As talkative as ever.

“Good. Have you been sleeping?”

“I guess.”

“Good. Good.” Even after all these years, it’s still difficult to get a fifteen-year-old talking. Every week is the same, we begin with single-worded answers until she feels comfortable again. But I understand. It can’t be easy spilling your darkest secrets to a stranger. “So, let’s get straight to it, shall we? Have you had anymore hallucinations recently?”

“It’s not a hallucination. But yes, it’s still there, like always.”

“Hmm, I see.” An unusual case. Jess seems to display symptoms of schizophrenia as she suffers from hallucinations of a shadow-like figure. She is adamant that it’s real. However, her behaviour seems otherwise normal. No disorganised speech, no thought disorder or delusions. A little shy or unmotivated perhaps, but she’s only fifteen. Too young for medication obviously, so her parents sent her to me. The only option she has left is to talk it out. “Does it look the same? Has anything changed?”

“No, it’s the same. It’s crouched in the corner, watching us.” Jess looks down and trembles slightly. I’ll be honest, this unsettles me. I peak at the corner quickly for reassurance. But of course, nothing but darkness covers the wall. How stupid of me.
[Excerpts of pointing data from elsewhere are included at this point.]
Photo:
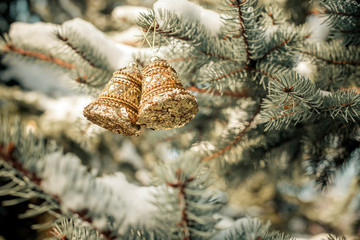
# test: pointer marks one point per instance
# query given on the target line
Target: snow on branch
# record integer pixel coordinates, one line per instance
(76, 47)
(75, 190)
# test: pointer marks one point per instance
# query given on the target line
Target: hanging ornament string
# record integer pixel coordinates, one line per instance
(145, 35)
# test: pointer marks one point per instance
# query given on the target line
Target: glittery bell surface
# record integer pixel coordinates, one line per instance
(117, 106)
(164, 102)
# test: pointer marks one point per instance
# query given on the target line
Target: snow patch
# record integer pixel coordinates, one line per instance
(188, 10)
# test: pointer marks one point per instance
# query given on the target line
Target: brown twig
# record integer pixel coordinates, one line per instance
(237, 3)
(228, 93)
(331, 61)
(7, 154)
(272, 17)
(227, 74)
(181, 185)
(77, 51)
(267, 74)
(275, 48)
(234, 141)
(11, 48)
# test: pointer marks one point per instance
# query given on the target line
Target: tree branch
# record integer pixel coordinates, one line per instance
(11, 48)
(242, 94)
(331, 61)
(181, 185)
(236, 140)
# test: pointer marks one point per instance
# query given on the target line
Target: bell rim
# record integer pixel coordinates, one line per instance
(177, 118)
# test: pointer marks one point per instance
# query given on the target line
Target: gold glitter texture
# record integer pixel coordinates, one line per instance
(116, 108)
(164, 104)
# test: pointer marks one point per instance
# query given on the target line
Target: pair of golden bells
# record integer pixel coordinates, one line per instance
(153, 97)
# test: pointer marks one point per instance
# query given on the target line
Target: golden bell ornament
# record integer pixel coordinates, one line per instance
(164, 102)
(116, 108)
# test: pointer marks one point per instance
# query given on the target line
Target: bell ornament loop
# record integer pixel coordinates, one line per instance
(164, 104)
(117, 106)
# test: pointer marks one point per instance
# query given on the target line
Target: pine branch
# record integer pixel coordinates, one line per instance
(234, 141)
(237, 4)
(51, 171)
(343, 19)
(10, 48)
(247, 228)
(171, 26)
(242, 94)
(192, 203)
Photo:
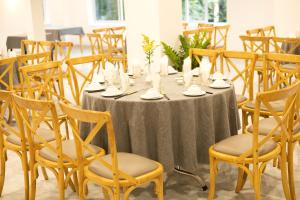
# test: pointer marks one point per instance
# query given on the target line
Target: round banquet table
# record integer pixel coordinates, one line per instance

“Perhaps we should start from the beginning. This is our third session and you haven’t explained how it started. Do you think you could tell me where this ‘figure’ came from?”

“I guess so. If you think it’d help.”

“I do. It would be good for you to re-imagine the birth of the hallucination. Perhaps we could find the reason why it originated.”

“It’s not a hallucination, but… okay, maybe.” Breathing deeply, Jess gathers herself and looks down at the floor before continuing. “Did you ever have an imaginary friend? I know I wasn’t the only one, most children have them, right? I’ve heard other people’s versions, how they watched them following during car journeys or played hide-and-seek with them in the house. Some had animals, some had things they made up. It was fun, I guess.”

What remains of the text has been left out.